***
Kali ini perempuan lagi. Tubuhnya tinggi, hampir sama denganku ketika memakai sepatu heels. Badannya cukup berisi meski tak gemuk dengan rambut panjang hitam berkilau.
Ia tampak bingung ketika pertama kali kami saling tatap, terlebih lagi ketika melihat belasan badan tak bernyawa masih tergeletak di setiap sudut taman.
"Aku Krisna. Selamat datang," kataku menjulurkan tangan yang diterima olehnya.
"Nika," jawabnya sedikit takut. "Kita ada di mana?" tanyanya kemudian.
"Aku berharap bisa menjawab pertanyaan itu."
Matahari berada di puncak ketika aku dan Nika mengelilingi tempat ini. Memperkenalkan satu persatu tubuh di sana yang tak mungkin lagi di ajak bicara.
Ada Tatya, tentunya, yang tertidur di bangku taman menghadap danau. Di danaunya, ada Listra, seorang anak kecil berusia sekitar 10 tahun terapung tak berdaya seperti sedang melihat langit. Yang bersandar di pohon besar ialah seorang Bapak dan anak laki-lakinya yang kulupa namanya. Dan kalau tak salah ingat, dia Aldo, seorang atlet basket yang kini tak bergerak di dekat pohon bougenville.

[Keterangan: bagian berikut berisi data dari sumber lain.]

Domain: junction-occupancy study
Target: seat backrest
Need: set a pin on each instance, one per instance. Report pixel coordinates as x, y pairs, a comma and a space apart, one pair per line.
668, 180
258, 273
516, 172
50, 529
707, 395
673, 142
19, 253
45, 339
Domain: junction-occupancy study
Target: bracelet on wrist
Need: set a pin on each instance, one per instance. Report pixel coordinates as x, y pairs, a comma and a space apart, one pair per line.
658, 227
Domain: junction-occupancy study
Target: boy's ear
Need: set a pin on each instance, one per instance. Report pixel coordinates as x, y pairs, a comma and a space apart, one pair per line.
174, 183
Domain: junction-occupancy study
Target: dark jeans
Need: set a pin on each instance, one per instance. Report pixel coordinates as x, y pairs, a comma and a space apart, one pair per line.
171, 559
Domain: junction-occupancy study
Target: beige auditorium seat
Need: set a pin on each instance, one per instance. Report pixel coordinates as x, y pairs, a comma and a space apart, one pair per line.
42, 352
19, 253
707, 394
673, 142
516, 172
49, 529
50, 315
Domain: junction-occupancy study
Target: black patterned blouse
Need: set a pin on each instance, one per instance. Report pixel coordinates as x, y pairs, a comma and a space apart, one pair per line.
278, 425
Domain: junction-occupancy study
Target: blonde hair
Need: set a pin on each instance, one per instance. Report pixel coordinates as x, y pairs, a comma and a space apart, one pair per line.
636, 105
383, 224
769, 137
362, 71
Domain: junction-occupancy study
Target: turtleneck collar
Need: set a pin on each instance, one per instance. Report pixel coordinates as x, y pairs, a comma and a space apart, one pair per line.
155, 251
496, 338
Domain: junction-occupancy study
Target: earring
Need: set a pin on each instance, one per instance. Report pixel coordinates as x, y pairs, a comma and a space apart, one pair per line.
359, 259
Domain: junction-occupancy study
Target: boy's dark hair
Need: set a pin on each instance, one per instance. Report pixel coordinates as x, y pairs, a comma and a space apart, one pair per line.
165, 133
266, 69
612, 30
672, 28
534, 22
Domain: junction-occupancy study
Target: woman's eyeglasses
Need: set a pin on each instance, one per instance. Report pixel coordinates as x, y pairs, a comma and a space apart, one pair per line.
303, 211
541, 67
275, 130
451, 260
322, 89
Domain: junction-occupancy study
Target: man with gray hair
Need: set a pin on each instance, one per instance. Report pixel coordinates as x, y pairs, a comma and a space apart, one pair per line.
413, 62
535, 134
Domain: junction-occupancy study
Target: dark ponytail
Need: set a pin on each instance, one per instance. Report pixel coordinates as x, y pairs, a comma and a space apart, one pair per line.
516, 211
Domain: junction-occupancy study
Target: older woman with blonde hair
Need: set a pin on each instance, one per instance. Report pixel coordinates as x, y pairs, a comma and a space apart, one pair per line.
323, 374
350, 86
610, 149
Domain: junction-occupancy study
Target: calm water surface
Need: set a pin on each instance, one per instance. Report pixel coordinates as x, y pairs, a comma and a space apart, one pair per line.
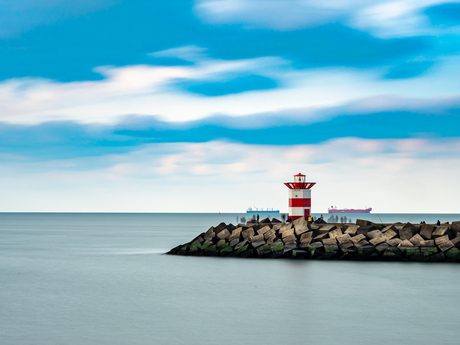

Selanjutnya kami menaiki salah satu pohon besar yang atasnya terdapat rumah kecil yang bisa ditempati seperti di film-film. Di sini semua terasa lebih tinggi, potret taman yang luas pun begitu jelas dari sudut ke sudut.
"Sudah berapa lama kamu di sini?"
"Entahlah. Mungkin sebanyak mayat-mayat yang ada di sini," jawabku asal.